Overnight – Global Equities Slip Further Despite Another Positive Day for the Lira: The positive turnabout that took U.S. equities higher Tuesday fizzled as Asian markets kicked off Wednesday’s global session. Despite another 3% improvement in the Turkish Lira, which is up 12% since Monday in response to measures taken to stem its decline, global equities lost support overnight. Shares in China were the worst performers globally on Wednesday, with the three major indexes off more than 2%. A day after data showed some slowing of activity in July, the Chinese yuan slipped to a 20-month low against the Dollar. All major European bourses were weaker and helping to push the Stoxx Europe 600 down 0.8%. Materials companies were the biggest drag with companies in the metals and mining space at the bottom of the list. Precious metals were leading steep losses across global commodities, which were under pressure in response to continued strength in the U.S. Dollar. The Dollar inched higher for a fifth session to a new 14-month high. Ahead of this week’s busiest day of U.S. economic data, U.S. equity futures were pointing to a reversal of yesterday’s gains amid the global selling. Futures on the S&P 500 were off 0.5% and outperforming. Treasury yields were the most changed of the majors, with the curve flattening on lower yields. The 2-year yield had dropped 1.2 bps while the 10-year yield fell 3.1 bps, pushing the spread between the two under 24 bps to a new low for the cycle.

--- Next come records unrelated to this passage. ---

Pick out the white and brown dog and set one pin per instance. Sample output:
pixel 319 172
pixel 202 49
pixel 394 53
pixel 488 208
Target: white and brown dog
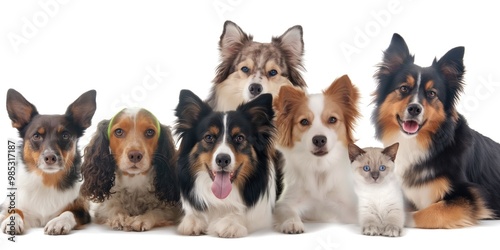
pixel 314 132
pixel 250 68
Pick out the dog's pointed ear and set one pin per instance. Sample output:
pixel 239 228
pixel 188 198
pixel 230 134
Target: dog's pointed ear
pixel 82 109
pixel 20 110
pixel 354 151
pixel 98 167
pixel 232 39
pixel 164 161
pixel 451 65
pixel 189 111
pixel 391 151
pixel 292 45
pixel 395 56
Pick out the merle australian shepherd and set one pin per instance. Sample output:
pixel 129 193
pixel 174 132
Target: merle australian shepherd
pixel 450 173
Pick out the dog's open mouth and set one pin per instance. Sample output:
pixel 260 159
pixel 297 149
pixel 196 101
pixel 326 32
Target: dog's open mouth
pixel 222 182
pixel 410 126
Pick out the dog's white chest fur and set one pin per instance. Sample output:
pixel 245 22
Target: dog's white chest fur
pixel 38 202
pixel 320 188
pixel 409 154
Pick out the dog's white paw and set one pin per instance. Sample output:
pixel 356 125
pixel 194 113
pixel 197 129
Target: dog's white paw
pixel 191 225
pixel 292 226
pixel 60 225
pixel 392 231
pixel 139 223
pixel 118 222
pixel 13 224
pixel 229 228
pixel 370 230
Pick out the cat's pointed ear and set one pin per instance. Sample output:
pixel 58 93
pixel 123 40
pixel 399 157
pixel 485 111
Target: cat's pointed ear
pixel 391 151
pixel 354 151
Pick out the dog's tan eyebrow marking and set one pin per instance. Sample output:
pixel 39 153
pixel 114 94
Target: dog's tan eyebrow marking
pixel 429 84
pixel 410 81
pixel 235 131
pixel 60 129
pixel 41 130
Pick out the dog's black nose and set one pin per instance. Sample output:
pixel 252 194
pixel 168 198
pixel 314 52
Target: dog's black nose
pixel 414 109
pixel 223 160
pixel 255 89
pixel 135 156
pixel 50 158
pixel 319 140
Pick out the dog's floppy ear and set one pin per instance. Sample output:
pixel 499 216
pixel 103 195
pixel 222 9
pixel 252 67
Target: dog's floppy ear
pixel 395 56
pixel 20 110
pixel 452 67
pixel 82 109
pixel 164 161
pixel 98 168
pixel 391 151
pixel 231 41
pixel 292 45
pixel 189 111
pixel 288 100
pixel 354 151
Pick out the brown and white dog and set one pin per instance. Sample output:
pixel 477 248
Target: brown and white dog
pixel 250 68
pixel 48 170
pixel 129 171
pixel 314 132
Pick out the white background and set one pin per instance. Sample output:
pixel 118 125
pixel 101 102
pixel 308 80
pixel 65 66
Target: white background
pixel 52 55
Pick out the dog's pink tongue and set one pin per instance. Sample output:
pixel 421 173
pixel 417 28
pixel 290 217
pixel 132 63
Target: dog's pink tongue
pixel 410 127
pixel 222 185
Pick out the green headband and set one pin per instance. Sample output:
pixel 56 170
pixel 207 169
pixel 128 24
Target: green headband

Consumer Credit Grew in 2Q But Remained Manageable in Context of Incomes: Consumer credit data from the New York Fed showed total outstanding debt rose for a 16th straight quarter to $13.3 trillion. The $82 billion increase in the three months ended June 30 was driven primarily by higher outstanding balances for mortgages, auto loans, and credit card debt. Outstanding amounts tied to consumers’ HELOC accounts dropped, as did the total for student loans. In a more meaningful context, the ratio of total outstanding credit ($13.3 trillion) to disposable personal income ($15.5 trillion) dropped to 86.0%, a new low for the cycle. As to credit quality, the same report noted that overall delinquency rates notched a small improvement from 1Q despite higher flows into seriously delinquent categories for autos and credit cards. The report pointed out the noted improvement over the last 12 months in the share of student loans entering the seriously delinquent category. As for future potential credit growth, total credit inquiries were generally unchanged near the lowest level of the survey’s history.